Editorial Board
Lauren Erker is a PhD student in the Islamic Archaeology department at the University of Bonn. She received her BA in Anthropology from Metropolitan State University in Denver, Colorado and her MSc in Late Antique, Byzantine and Islamic Studies from the University of Edinburgh. She has archaeological excavation and survey experience in the states of Colorado and Wyoming as well as in Oman, Israel-Palestine, and Jordan. Her thesis work is an inter-disciplinary and comparative study of rural archaeological sites of the Ottoman period in Palestine and Jordan.
Florian Saalfeld is a research associate and doctoral student at the Department for Islamic Studies and Near Eastern Languages of the University of Bonn. He received his B.A and M.A. in Arabic Studies, Islamic Studies and languages and cultures of the Christian Orient from the University of Halle (Saale). Research trips led him to Egypt and Lebanon. Using a literary approach, he is currently working on Indo-Persian historiographic texts of the 13th and 14th century Delhi Sultanate. He is supporting BOAS insights with his technical expertise and as an editor for contributions coming from Islamic Studies.
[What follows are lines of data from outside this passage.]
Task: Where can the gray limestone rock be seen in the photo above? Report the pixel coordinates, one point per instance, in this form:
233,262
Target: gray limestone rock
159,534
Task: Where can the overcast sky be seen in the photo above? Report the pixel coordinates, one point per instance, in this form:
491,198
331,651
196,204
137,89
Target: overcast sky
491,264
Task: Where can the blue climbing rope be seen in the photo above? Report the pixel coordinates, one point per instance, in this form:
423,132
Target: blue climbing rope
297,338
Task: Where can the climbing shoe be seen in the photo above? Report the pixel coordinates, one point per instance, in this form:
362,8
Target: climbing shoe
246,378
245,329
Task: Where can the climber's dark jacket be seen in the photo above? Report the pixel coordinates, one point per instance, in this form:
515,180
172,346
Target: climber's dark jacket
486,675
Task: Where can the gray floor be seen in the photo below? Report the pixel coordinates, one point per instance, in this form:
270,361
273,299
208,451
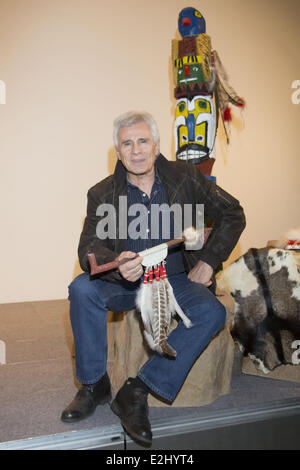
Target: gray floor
37,379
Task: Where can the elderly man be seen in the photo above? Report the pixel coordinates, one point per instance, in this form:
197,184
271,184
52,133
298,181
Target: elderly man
144,176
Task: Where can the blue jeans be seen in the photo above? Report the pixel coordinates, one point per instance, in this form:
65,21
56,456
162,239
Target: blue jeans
90,301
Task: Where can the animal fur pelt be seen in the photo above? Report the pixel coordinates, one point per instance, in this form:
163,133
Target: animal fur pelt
265,286
157,304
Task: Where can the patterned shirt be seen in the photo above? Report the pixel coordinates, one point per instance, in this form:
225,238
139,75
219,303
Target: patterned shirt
151,227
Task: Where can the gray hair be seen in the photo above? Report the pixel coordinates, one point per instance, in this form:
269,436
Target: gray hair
133,117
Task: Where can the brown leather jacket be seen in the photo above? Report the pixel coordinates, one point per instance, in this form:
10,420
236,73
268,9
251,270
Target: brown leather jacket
184,184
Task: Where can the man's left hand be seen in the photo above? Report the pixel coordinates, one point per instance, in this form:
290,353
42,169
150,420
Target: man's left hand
201,273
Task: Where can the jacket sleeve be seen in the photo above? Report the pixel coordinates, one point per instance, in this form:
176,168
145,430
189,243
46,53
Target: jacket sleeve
228,221
90,243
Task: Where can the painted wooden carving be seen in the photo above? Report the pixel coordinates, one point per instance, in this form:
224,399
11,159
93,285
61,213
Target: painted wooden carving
201,90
Dr. phil. Vicky Ziegler completed her doctorate in Islamic Studies at the University of Bonn. She holds further university degrees in Arabic Studies and Conference Interpreting Arabic/German from the University of Leipzig. Her research interests include the history of sciences in the Islamicate world, especially the history of alchemy, and the Arabic manuscript tradition. She spent research trips in Syria, Egypt, Tunisia, Morocco and Oman. In her PhD project, which was funded by the German Avicenna Foundation, she analyzed an alchemical work of the Andalusian bāṭinist Maslama b. Qāsim al-Qurṭubī from the 10th century. Now she works as a research assistant at the Ruhr-Universität Bochum and conducts within the project "Metaphor and Religion", funded by the German Research Foundation, an edition, German translation and analysis of "The Grammar of Hearts" (Naḥw al-qulūb) by the Sufi Master ʿAbd al-Karīm al-Qushayrī (d. 465/1072).